Geldpolitik ebnete den Bullen den Weg

Während die Wirtschaftsdaten nicht gerade überzeugen, entscheiden sich die Notenbanken für einen weniger restriktiven geldpolitischen Kurs – und das mit Erfolg. Einmal mehr trieben sie die Aktienmärkte positiv an.

Die Wirtschaftsdaten waren auch schon besser. Die vorlaufenden Indikatoren in der Eurozone signalisieren nur noch eine leichte Expansion. Ebenfalls eher schwache Wirtschaftsdaten kommen aus China. Chinas Wirtschaft schwächelt mit einem Wachstum von etwas mehr als 6 % bereits. Ein Umstand, der durch den schwelenden Handelsstreit mit den USA zusätzlich angetrieben wird. Positiv werten wir, dass die chinesische Regierung bereits ein ganzes Arsenal an stimulierenden Massnahmen lanciert hat. Diese haben in der Vergangenheit Chinas Wirtschaft jeweils verlässlich zurück auf den Wachstumspfad geführt. Zu diesem Arsenal zählen die Senkung des Reservesatzes für Banken, um die Kreditvergabe anzukurbeln, oder Steuersenkungen, um den Konsum wieder anzutreiben. Ebenfalls hat sich die chinesische Führung jüngst zu einem besser geschützten Recht auf geistiges Eigentum bekannt. Dies kann durchaus als Entgegenkommen im Handelsstreit mit den USA gewertet werden. Es gibt also Lichtblicke. Aus den USA kommen im Quervergleich noch immer die besten Indikationen. Die konjunkturelle Einschätzung bleibt im Vergleich zum Vormonat in Summe aber unverändert: Die Abschwächung bahnt sich ihren Weg.

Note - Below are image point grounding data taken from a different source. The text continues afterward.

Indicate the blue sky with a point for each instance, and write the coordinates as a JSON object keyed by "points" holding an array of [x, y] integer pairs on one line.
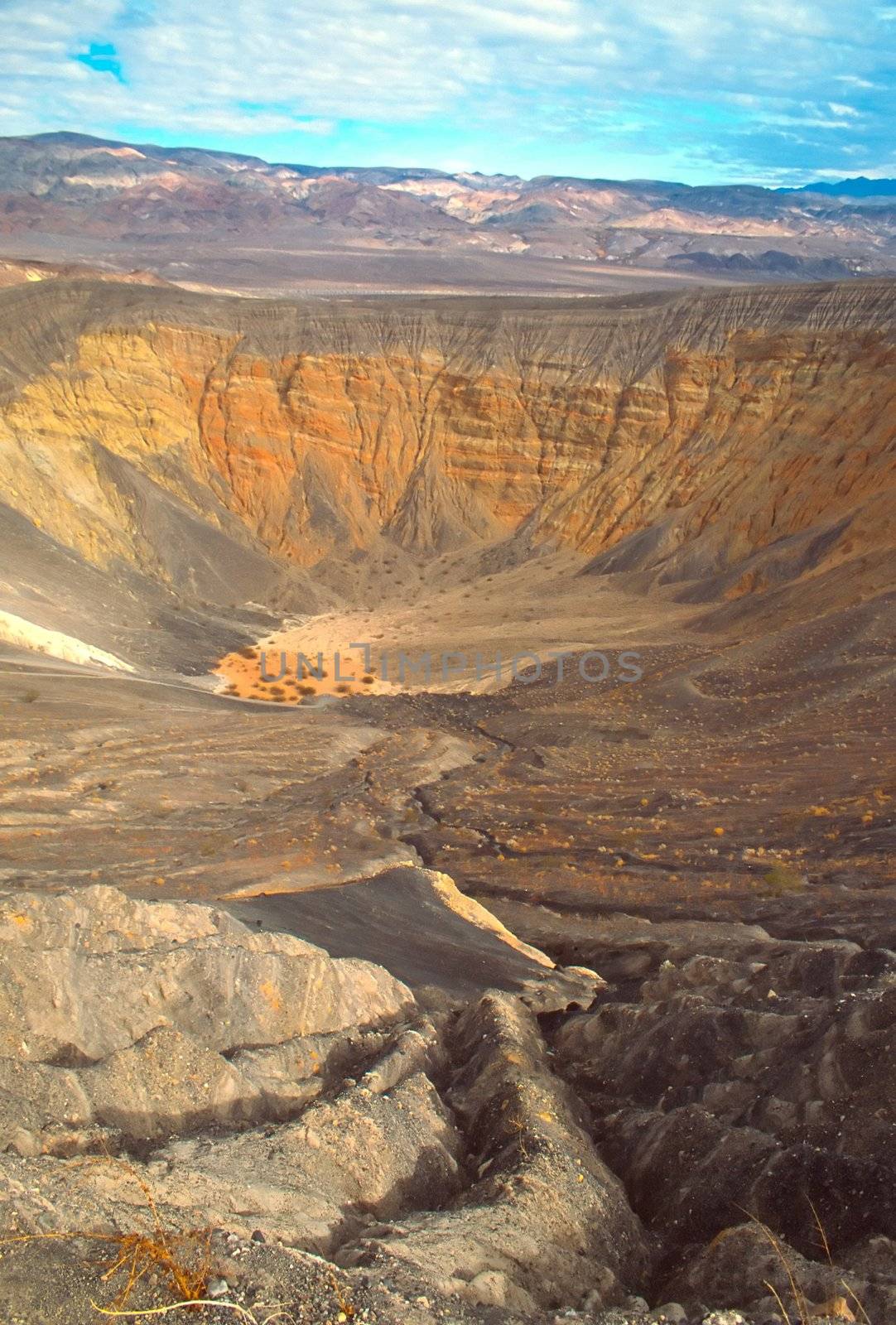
{"points": [[770, 92]]}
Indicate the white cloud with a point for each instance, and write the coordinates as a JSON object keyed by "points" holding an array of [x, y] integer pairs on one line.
{"points": [[256, 66]]}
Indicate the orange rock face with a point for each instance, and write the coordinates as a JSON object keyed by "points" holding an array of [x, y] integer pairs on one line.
{"points": [[721, 424]]}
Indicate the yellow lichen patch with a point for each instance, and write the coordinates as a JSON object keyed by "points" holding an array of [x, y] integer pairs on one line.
{"points": [[271, 994]]}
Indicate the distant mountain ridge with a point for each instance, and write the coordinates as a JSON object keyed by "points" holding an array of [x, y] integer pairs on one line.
{"points": [[65, 183], [858, 187]]}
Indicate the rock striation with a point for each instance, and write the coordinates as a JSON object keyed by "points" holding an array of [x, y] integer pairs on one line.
{"points": [[737, 437]]}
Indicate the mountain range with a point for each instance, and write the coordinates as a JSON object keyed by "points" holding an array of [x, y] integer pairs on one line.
{"points": [[77, 198]]}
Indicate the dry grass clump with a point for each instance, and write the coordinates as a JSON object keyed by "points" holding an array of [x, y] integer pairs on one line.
{"points": [[806, 1312], [181, 1259]]}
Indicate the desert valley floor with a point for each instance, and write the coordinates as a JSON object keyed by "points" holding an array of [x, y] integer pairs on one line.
{"points": [[626, 1047]]}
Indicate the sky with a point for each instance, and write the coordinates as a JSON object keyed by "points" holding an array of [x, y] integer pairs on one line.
{"points": [[768, 92]]}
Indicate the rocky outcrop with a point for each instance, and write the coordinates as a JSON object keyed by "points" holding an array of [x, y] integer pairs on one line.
{"points": [[166, 1053], [749, 1084]]}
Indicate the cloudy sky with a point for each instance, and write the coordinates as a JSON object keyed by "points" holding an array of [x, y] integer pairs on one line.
{"points": [[699, 90]]}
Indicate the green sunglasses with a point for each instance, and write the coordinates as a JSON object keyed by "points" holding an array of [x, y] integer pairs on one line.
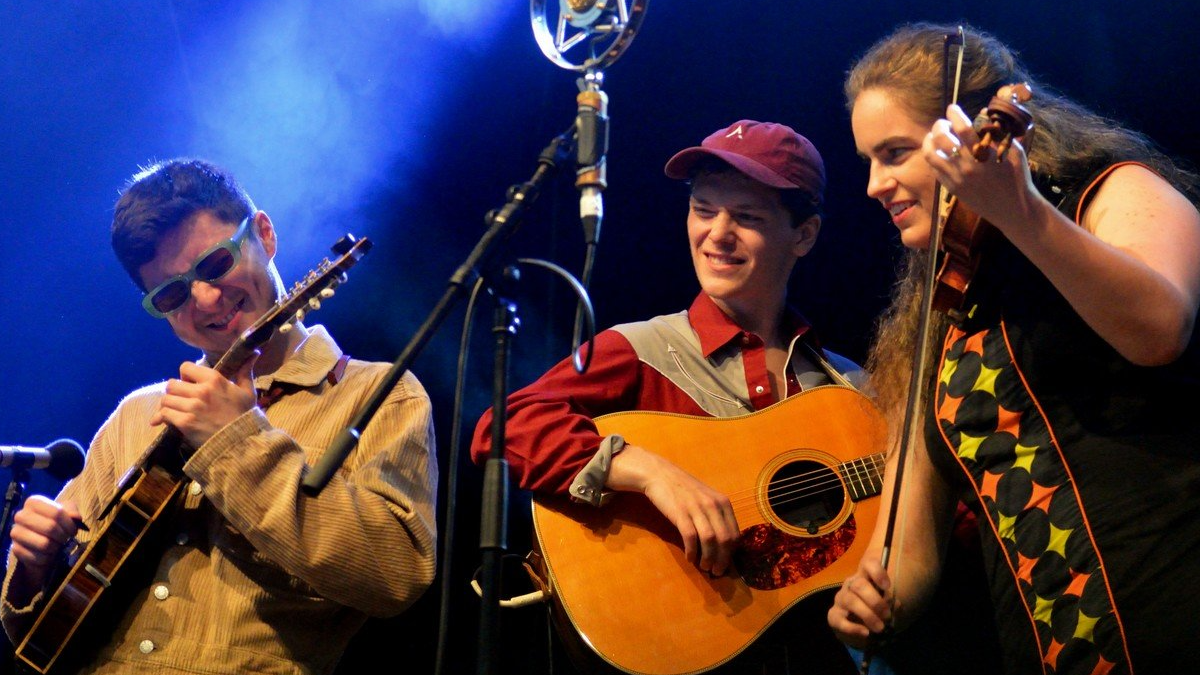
{"points": [[210, 266]]}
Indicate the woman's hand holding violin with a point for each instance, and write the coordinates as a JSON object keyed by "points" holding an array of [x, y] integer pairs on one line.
{"points": [[1001, 192]]}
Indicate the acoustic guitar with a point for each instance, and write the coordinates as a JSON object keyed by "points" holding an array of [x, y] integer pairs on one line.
{"points": [[90, 593], [802, 476]]}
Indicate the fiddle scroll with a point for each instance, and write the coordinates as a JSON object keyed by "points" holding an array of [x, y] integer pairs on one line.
{"points": [[964, 234]]}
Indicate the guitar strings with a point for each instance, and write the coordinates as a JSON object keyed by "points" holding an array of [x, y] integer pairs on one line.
{"points": [[863, 472]]}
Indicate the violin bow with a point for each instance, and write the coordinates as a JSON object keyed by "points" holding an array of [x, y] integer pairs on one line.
{"points": [[957, 42]]}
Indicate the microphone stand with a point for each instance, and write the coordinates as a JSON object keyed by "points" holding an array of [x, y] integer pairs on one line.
{"points": [[11, 500], [493, 524]]}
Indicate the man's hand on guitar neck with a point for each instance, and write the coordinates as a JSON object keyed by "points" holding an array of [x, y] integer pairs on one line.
{"points": [[202, 401], [40, 531], [702, 515]]}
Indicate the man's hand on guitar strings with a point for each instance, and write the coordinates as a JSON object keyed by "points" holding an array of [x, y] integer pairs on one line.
{"points": [[40, 531], [202, 401], [702, 515]]}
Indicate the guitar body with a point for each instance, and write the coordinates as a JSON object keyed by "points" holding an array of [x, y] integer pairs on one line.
{"points": [[101, 580], [802, 476]]}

Geldpolitik weckt grosse Hoffnungen

Die Geldpolitik auf der anderen Seite hat im aktuellen Marktumfeld wieder die Führung übernommen. Seit die US-Notenbank Anfang des Jahres durchblicken liess, dass sie im Zinserhöhungszyklus eine längere Pause einlegen wird und die Reduktion der Bilanzsumme langsamer anzugehen gedenkt, hat sich an den Aktienmärkten ein starker Optimismus ausgebreitet. Bereits gehen einige Marktteilnehmer von Zinssenkungen durch die Fed aus, was die Aktienmärkte zusätzlich angetrieben hat. Aber ist diese grosse Hoffnung berechtigt? Ist eine wieder expansivere Geldpolitik ein gutes Zeichen und gehen die Erwartungen der Marktteilnehmer nicht zu weit? Die weniger restriktive Geldpolitik hat ihre Ursache in einer konjunkturellen Abschwächung, weshalb wir sie grundsätzlich negativ werten. Aktienmärkte brauchen eigentlich einen nachhaltigen Aufschwung, um sich positiv zu entwickeln. Die Neuausrichtung der Geldpolitik hat aber zwei positive Komponenten. Die erste ist ihre Signalwirkung, welche sie bereits in steigenden Aktienmärkten unter Beweis stellen konnte. Allerdings ist diese positive Komponente nach dem starken Anstieg bereits ausgereizt. Die zweite Komponente ist realwirtschaftlich. Wenn die US-Notenbank sich weniger restriktiv ausrichtet, dann unterstützt sie damit mittelfristig den Wirtschaftsgang.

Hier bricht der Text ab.